Key phrase "They never actually claim this browser is working and functional " This is what most AI "successes" turn out to be when you apply even a modicum of scrutiny.

embedding-shape 12 hours ago | parent | next [-]

In my personal experience, Codex and Claude Code are definitively capable tools when used in certain ways.

What Cursor did with their blogpost seems intentionally and outright misleading, since I'm not able to even run the thing. With Codex/Claude Codex it's relatively easy to download it and run it to try for yourself.

netdevphoenix 12 hours ago | parent | next [-]

"definitively capable tools when used in certain ways". This sounds like "if it doesn't work for you is because you don't use in the right way" imo.

Reminds me of SAAP/Salesforce.

embedding-shape 12 hours ago | parent | next [-]

Yes, many tools work like that, especially professional tools.

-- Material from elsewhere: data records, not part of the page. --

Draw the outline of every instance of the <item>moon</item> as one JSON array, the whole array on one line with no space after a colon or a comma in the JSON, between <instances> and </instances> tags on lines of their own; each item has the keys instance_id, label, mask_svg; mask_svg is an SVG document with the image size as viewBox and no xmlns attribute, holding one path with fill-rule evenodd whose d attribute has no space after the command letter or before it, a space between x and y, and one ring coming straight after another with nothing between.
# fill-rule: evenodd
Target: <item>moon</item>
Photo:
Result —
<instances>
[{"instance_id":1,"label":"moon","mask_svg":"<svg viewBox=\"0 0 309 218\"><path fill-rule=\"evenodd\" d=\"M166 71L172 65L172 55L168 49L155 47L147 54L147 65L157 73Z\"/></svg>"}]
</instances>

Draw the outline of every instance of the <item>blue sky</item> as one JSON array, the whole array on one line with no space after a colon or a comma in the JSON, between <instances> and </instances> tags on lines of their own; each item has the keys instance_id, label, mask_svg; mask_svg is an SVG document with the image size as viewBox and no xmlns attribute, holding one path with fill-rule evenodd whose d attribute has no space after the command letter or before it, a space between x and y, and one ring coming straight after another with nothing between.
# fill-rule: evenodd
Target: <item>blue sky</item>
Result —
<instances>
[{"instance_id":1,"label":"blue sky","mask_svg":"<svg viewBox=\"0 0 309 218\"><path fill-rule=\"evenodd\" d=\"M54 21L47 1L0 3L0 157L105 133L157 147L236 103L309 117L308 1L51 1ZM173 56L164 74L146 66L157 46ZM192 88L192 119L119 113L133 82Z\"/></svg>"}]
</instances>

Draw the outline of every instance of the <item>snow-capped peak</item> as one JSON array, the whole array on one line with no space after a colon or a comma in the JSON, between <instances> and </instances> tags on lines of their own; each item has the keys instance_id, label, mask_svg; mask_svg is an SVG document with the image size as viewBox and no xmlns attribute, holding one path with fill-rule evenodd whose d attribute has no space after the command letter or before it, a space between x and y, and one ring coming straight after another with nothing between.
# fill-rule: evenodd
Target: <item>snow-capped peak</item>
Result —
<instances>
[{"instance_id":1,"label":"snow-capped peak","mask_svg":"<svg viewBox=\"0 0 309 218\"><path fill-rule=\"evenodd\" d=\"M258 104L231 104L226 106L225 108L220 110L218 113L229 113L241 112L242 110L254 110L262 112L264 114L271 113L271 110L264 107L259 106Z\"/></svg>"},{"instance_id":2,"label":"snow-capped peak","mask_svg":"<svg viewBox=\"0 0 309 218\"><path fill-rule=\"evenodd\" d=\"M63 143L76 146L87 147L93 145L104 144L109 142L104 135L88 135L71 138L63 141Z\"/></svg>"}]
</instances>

You think you can just fire up Ableton, Cubase or whatever and make as great music as a artist who done that for a long time? No, it requires practice and understanding. Every tool works like this, some different difficulties, some different skill levels, but all of them have it in some way.

deathanatos 12 hours ago | parent | next [-]

This is the company making the tool that is holding the tool, in this case, claiming that "[they] built a browser" when, if TFA's assertions are correct, they did not "build a browser" by any reasonable interpretation of those words.

(I grant that you're speaking from your experience, about different tools, two replies up, but this claims is just paper-rock-scissorable through these various AI tools. "Oh, this tool's authors are just hype, but this tool works totes-mc-oates…". Fool me once, and all.)

embedding-shape 12 hours ago | parent [-]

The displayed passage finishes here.